Individuellement, Orlando n’a pas grand-chose à se reprocher. Utilisé au poste de pivot par son coach malgré la présence du baobab Joe Kleine, il se coltine défensivement les meilleurs big men du pays. Son duel contre Ralph Sampson reste d’ailleurs gravé à jamais dans les mémoires. Tête de série numéro un, Virginia est sur une série de 28 victoires consécutives avant d’affronter les Fighting Irishs. La mission d’Orlando, contenir comme il peut Sampson et ses 2m24 ! Non seulement, Woolridge frustre la grande tige en pratiquant une défense physique, mais en plus, il devient le héros du match en inscrivant un game winner en bordure de touche. Son plus beau souvenir universitaire :

Je ne pensais pas du tout à l’attaque pendant la majeure partie du match. J’essayais de refuser le ballon à Ralph. De toutes les manières possibles. Pour être honnête, je l’idolâtrais presque. Faire ce qu’il a fait contre Ohio State (40 points et 16 rebonds), c’était irréel. J’ai essayé de le rudoyer de temps en temps, de lui faire perdre le rythme. Je n’aime pas jouer de cette façon, mais il est si puissant. J’ai essayé de le frustrer et de l’intimider. Je ne sais pas si cela a fonctionné. Ce que je sais, c’est qu’il m’a intimidé, avant que je rentre ce game winner. Enfant, vous vous amusez avec des shoots comme ça dans le jardin. Mais vous ne pensez jamais que ça se produira dans un match. Et sûrement pas pour gagner un match comme celui-ci.

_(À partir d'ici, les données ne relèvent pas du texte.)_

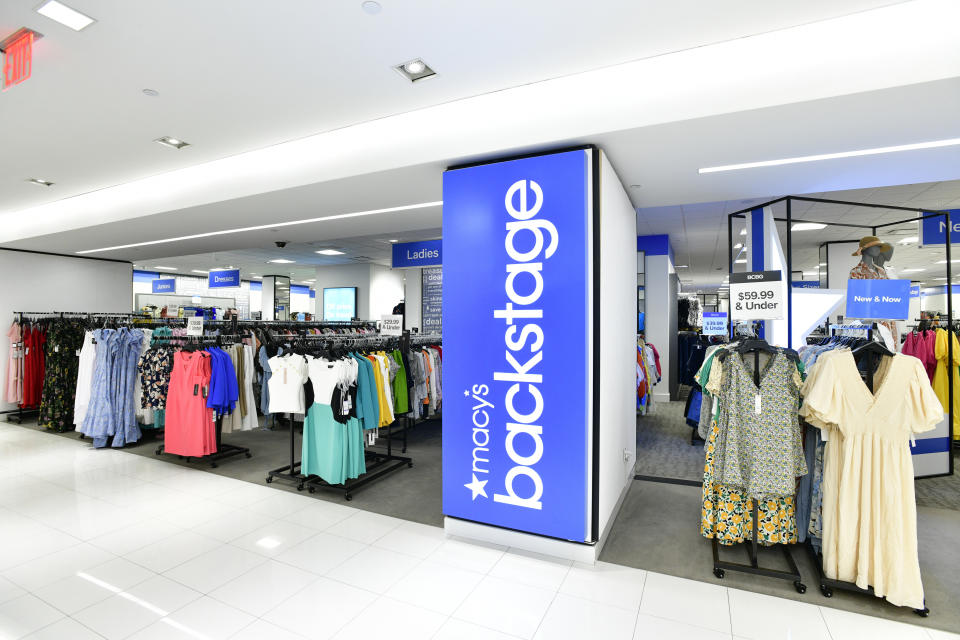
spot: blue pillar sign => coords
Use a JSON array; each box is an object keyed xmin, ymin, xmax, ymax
[
  {"xmin": 443, "ymin": 149, "xmax": 590, "ymax": 542},
  {"xmin": 845, "ymin": 279, "xmax": 910, "ymax": 320},
  {"xmin": 422, "ymin": 267, "xmax": 442, "ymax": 332}
]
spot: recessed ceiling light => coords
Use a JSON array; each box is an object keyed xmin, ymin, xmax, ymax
[
  {"xmin": 899, "ymin": 236, "xmax": 919, "ymax": 244},
  {"xmin": 155, "ymin": 136, "xmax": 190, "ymax": 149},
  {"xmin": 802, "ymin": 270, "xmax": 817, "ymax": 275},
  {"xmin": 675, "ymin": 265, "xmax": 688, "ymax": 268},
  {"xmin": 699, "ymin": 137, "xmax": 960, "ymax": 173},
  {"xmin": 154, "ymin": 266, "xmax": 177, "ymax": 271},
  {"xmin": 818, "ymin": 262, "xmax": 827, "ymax": 266},
  {"xmin": 269, "ymin": 259, "xmax": 295, "ymax": 264},
  {"xmin": 735, "ymin": 258, "xmax": 747, "ymax": 264},
  {"xmin": 76, "ymin": 200, "xmax": 442, "ymax": 254},
  {"xmin": 935, "ymin": 259, "xmax": 960, "ymax": 264},
  {"xmin": 739, "ymin": 229, "xmax": 747, "ymax": 236},
  {"xmin": 792, "ymin": 222, "xmax": 827, "ymax": 231},
  {"xmin": 361, "ymin": 1, "xmax": 382, "ymax": 14},
  {"xmin": 191, "ymin": 269, "xmax": 209, "ymax": 274},
  {"xmin": 142, "ymin": 88, "xmax": 159, "ymax": 97},
  {"xmin": 395, "ymin": 58, "xmax": 436, "ymax": 82},
  {"xmin": 389, "ymin": 239, "xmax": 399, "ymax": 243},
  {"xmin": 902, "ymin": 268, "xmax": 926, "ymax": 272},
  {"xmin": 734, "ymin": 243, "xmax": 743, "ymax": 249},
  {"xmin": 26, "ymin": 178, "xmax": 54, "ymax": 187},
  {"xmin": 315, "ymin": 249, "xmax": 345, "ymax": 256},
  {"xmin": 36, "ymin": 0, "xmax": 95, "ymax": 31}
]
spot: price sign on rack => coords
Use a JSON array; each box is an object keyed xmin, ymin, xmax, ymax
[
  {"xmin": 730, "ymin": 271, "xmax": 784, "ymax": 321},
  {"xmin": 186, "ymin": 316, "xmax": 204, "ymax": 336},
  {"xmin": 702, "ymin": 312, "xmax": 728, "ymax": 335}
]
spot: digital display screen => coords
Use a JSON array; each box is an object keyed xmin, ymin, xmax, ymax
[{"xmin": 323, "ymin": 287, "xmax": 357, "ymax": 322}]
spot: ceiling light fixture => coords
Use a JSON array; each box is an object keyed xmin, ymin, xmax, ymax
[
  {"xmin": 899, "ymin": 236, "xmax": 919, "ymax": 244},
  {"xmin": 902, "ymin": 268, "xmax": 926, "ymax": 272},
  {"xmin": 699, "ymin": 137, "xmax": 960, "ymax": 174},
  {"xmin": 818, "ymin": 262, "xmax": 827, "ymax": 266},
  {"xmin": 154, "ymin": 136, "xmax": 190, "ymax": 150},
  {"xmin": 675, "ymin": 265, "xmax": 688, "ymax": 268},
  {"xmin": 792, "ymin": 222, "xmax": 827, "ymax": 231},
  {"xmin": 395, "ymin": 58, "xmax": 436, "ymax": 82},
  {"xmin": 389, "ymin": 239, "xmax": 399, "ymax": 243},
  {"xmin": 142, "ymin": 88, "xmax": 159, "ymax": 97},
  {"xmin": 935, "ymin": 259, "xmax": 960, "ymax": 264},
  {"xmin": 361, "ymin": 1, "xmax": 382, "ymax": 14},
  {"xmin": 315, "ymin": 249, "xmax": 345, "ymax": 256},
  {"xmin": 735, "ymin": 258, "xmax": 747, "ymax": 264},
  {"xmin": 269, "ymin": 259, "xmax": 295, "ymax": 264},
  {"xmin": 734, "ymin": 243, "xmax": 743, "ymax": 249},
  {"xmin": 36, "ymin": 0, "xmax": 95, "ymax": 31},
  {"xmin": 26, "ymin": 178, "xmax": 54, "ymax": 187},
  {"xmin": 154, "ymin": 266, "xmax": 178, "ymax": 271},
  {"xmin": 191, "ymin": 269, "xmax": 209, "ymax": 274},
  {"xmin": 76, "ymin": 200, "xmax": 443, "ymax": 254},
  {"xmin": 739, "ymin": 229, "xmax": 747, "ymax": 236}
]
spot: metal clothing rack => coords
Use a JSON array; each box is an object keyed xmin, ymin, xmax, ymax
[
  {"xmin": 711, "ymin": 347, "xmax": 806, "ymax": 594},
  {"xmin": 265, "ymin": 334, "xmax": 414, "ymax": 500}
]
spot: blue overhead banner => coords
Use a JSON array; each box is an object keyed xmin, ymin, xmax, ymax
[
  {"xmin": 846, "ymin": 278, "xmax": 910, "ymax": 320},
  {"xmin": 919, "ymin": 209, "xmax": 960, "ymax": 245},
  {"xmin": 911, "ymin": 284, "xmax": 921, "ymax": 298},
  {"xmin": 443, "ymin": 149, "xmax": 591, "ymax": 542},
  {"xmin": 208, "ymin": 269, "xmax": 240, "ymax": 288},
  {"xmin": 151, "ymin": 279, "xmax": 175, "ymax": 293},
  {"xmin": 392, "ymin": 239, "xmax": 442, "ymax": 268},
  {"xmin": 792, "ymin": 281, "xmax": 820, "ymax": 289}
]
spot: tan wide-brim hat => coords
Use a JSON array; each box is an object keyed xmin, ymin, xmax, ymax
[{"xmin": 852, "ymin": 236, "xmax": 893, "ymax": 256}]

LE TRAVELLING COCAINE CIRCUS DE CHICAGO

Draft 1981. Derrière les futurs All Stars Mark Aguirre et Isiah Thomas, aucun prospect ne fait l’unanimité. Avec le sixième choix, les Bulls sélectionnent Orlando Woolridge. Pour épauler son pivot vétéran Artis Gilmore et l’arrière scoreur Reggie Theus, Chicago veut du talent sur son aile. Ironie, Woolridge est appelé six places devant son ancien coéquipier Kelly Tripucka, pourtant meilleur marqueur de Notre Dame chaque saison. C’est le physique d’Orlando qui a fait la différence, les dirigeants chicagoans fantasmant sur son profil NBA Ready. Pour lui faire place nette, les Bulls n’hésitent pas à couper l’ailier Scott May, drafté à la deuxième place cinq ans auparavant. Et au moment de signer son contrat, les choses s’enveniment. Le rookie veut tout de suite se mettre à l’abri financièrement. S’en suit un bras de fer avec le general manager qui ne cède que mi-novembre. Woolridge signe pour 1,5 million sur cinq ans, faisant de lui le Bull le plus payé du roster derrière Gilmore. Avec la saison déjà lancée, il met du temps à trouver le rythme pour ne s’imposer qu’à partir de mars avec 10.3 points et 4.2 rebonds en 20 minutes. Pas suffisant pour les playoffs. Avec un roster mal construit, Chicago enchaîne les défaites et vire le coach légendaire de la franchise, Jerry Sloan, pour nommer à sa place, le GM Rod Thorn. Un dysfonctionnement de plus dans ces Bulls des eighties. Gangréné par des problèmes de drogue, le vestiaire de Chicago fait régulièrement la Une des faits divers, pour une équipe bientôt baptisée Travelling Cocaine Circus. A 22 ans, Orlando tombe dans la mauvaise école.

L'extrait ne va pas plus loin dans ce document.